GreenWaves-Technologies / gap_sdk

SDK for Greenwaves Technologies' GAP8 IoT Application Processor
https://greenwaves-technologies.com/en/gap8-the-internet-of-things-iot-application-processor/
Apache License 2.0
140 stars 78 forks source link

Batchnorm not directly after a convolution layer causes nntool error #226

Closed neoamos closed 3 years ago

neoamos commented 3 years ago

If you have a batchnorm directly after a convolution layer, it gets folded into the convolution by the tflite converter. If its not after a convolution layer, it adds a multiply and add operator, but this causes the following nntool error:

Traceback (most recent call last):
  File "/gap_sdk/tools/nntool/nntool", line 101, in <module>
    main()
  File "/gap_sdk/tools/nntool/nntool", line 85, in main
    mod.generate_code(args)
  File "/gap_sdk/tools/nntool/interpreter/generator.py", line 93, in generate_code
    write_template(G, code_gen, opts['model_directory'], opts['model_file'], code_template, "model")
  File "/gap_sdk/tools/nntool/interpreter/generator.py", line 47, in write_template
    model = template(G, code_generator=code_gen)
  File "/gap_sdk/tools/nntool/generation/default_template.py", line 193, in default_template
    return execute_template(generator_template_v3, G, naming_convension, code_generator)
  File "/gap_sdk/tools/nntool/generation/default_template.py", line 187, in execute_template
    return template_function(G, code_generator)
  File "/gap_sdk/tools/nntool/generation/default_template.py", line 94, in generator_template_v3
    ${gen.kernel_generator(indent=1)}
  File "/gap_sdk/tools/nntool/generation/code_generator.py", line 387, in kernel_generator
    if not self.execute_phase("kernels", node, qrec, in_eparams, out_eparams, cname):
  File "/gap_sdk/tools/nntool/generation/generators/generator_decorators.py", line 79, in execute_phase
    this_res = gen['func'](self, param, qrec, *args, **kwargs)
  File "/gap_sdk/tools/nntool/generation/generators/kernels/mult8/matadd_kernels_generator.py", line 43, in matadd_kernel_generator
    raise ValueError("missing generator: the matrix add generator only handles adds of tensors of the same size")
ValueError: missing generator: the matrix add generator only handles adds of tensors of the same size

The definition of the network:

def batch_norm(img_width, img_height, img_channels, output_dim):
   # Input
   img_input = Input(shape=(img_height, img_width, img_channels))

   x1 = Conv2D(32, (5, 5), strides=[2,2], padding='same')(img_input)
   x1 = MaxPooling2D(pool_size=(3, 3), strides=[2,2])(x1)

   # First residual block
   x2 = Conv2D(32, (3, 3), strides=[2,2], padding='same')(x1)

   x2 = keras.layers.normalization.BatchNormalization()(x2)
   x2 = Activation('relu')(x2)
   x2 = Conv2D(32, (3, 3), padding='same')(x2)

   x1 = Conv2D(32, (1, 1), strides=[2,2], padding='same')(x1)
   x3 = add([x1, x2])

   # Batch norm not directly after conv causes error
   x3 = keras.layers.normalization.BatchNormalization()(x3)

   x = Flatten()(x3)

   x = Dense(output_dim)(x)
   nums = Activation('softmax')(x)

   model = Model(inputs=[img_input], outputs=[nums])
   print(model.summary())

   return model

And a visualization of the tflite network: batch norm network

With gap_sdk 3.9.1. If the input to the batchnorm is larger, tflite converts it to just a multiply operation with no add, and nntool doesn't throw an error.
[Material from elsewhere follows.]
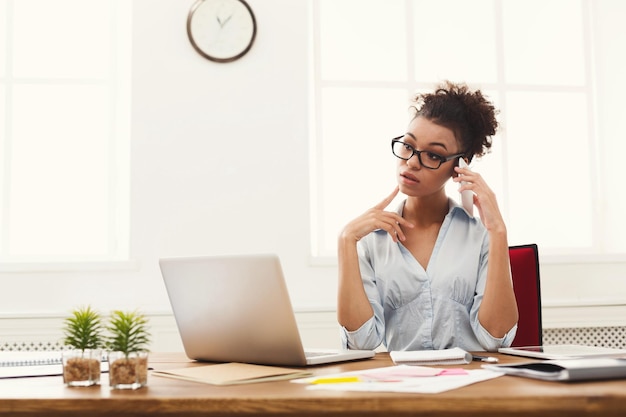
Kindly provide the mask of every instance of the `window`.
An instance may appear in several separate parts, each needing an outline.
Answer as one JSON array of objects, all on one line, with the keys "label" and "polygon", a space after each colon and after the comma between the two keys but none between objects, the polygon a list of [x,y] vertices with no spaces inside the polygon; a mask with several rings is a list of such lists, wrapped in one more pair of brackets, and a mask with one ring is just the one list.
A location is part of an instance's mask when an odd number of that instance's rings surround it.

I don't know exactly what algorithm tflite is using, but it would be nice if the add would be supported so batchnorm works in all cases.

sousoux commented 3 years ago

try running fusions -a expression_matcher. Be aware that this feature is still in development and will be updated in the next nntool version. There are issues with it in the current released version.

neoamos commented 3 years ago

I'm not sure exactly what you mean by that. Is it an option for the tflite converter or nntool? I notice that the add operator is actually only present if the model is trained and not present if its not trained. I previously said it was not there with larger input, but thats because I wasn't training the model when the input was large. Maybe the converter optimizes it out if its zeroes. Here is the tflite file also: model.tflite.gz

sousoux commented 3 years ago

If you have modified one of our sample projects you will find the nntool script in the model directory. Execute all the commands manually after having opened the graph. Add a fusions -a expression_matcher before saving the state or generating. The add mul add should be sucked into a single operation that will have a kernel compiled for it.

neoamos commented 3 years ago

Oh I understand now, I'm using an example from the AI deck example repo and it has a nntool script with 'fusions --scale8'. What is the expression_matcher supposed to be? I can't find any documentation about it. I tried 'fusions -a scale8_match_group' and it outputs the same result as before.

sousoux commented 3 years ago

If you open nntool and type help or help fusions you will get an explanation about that. fusions -l lists all available fusions. fusions -a expression_matcher attempts to fuse piecewise operations into a single kernel. It should be run after the existing script before quantization if you are not importing a quantized graph.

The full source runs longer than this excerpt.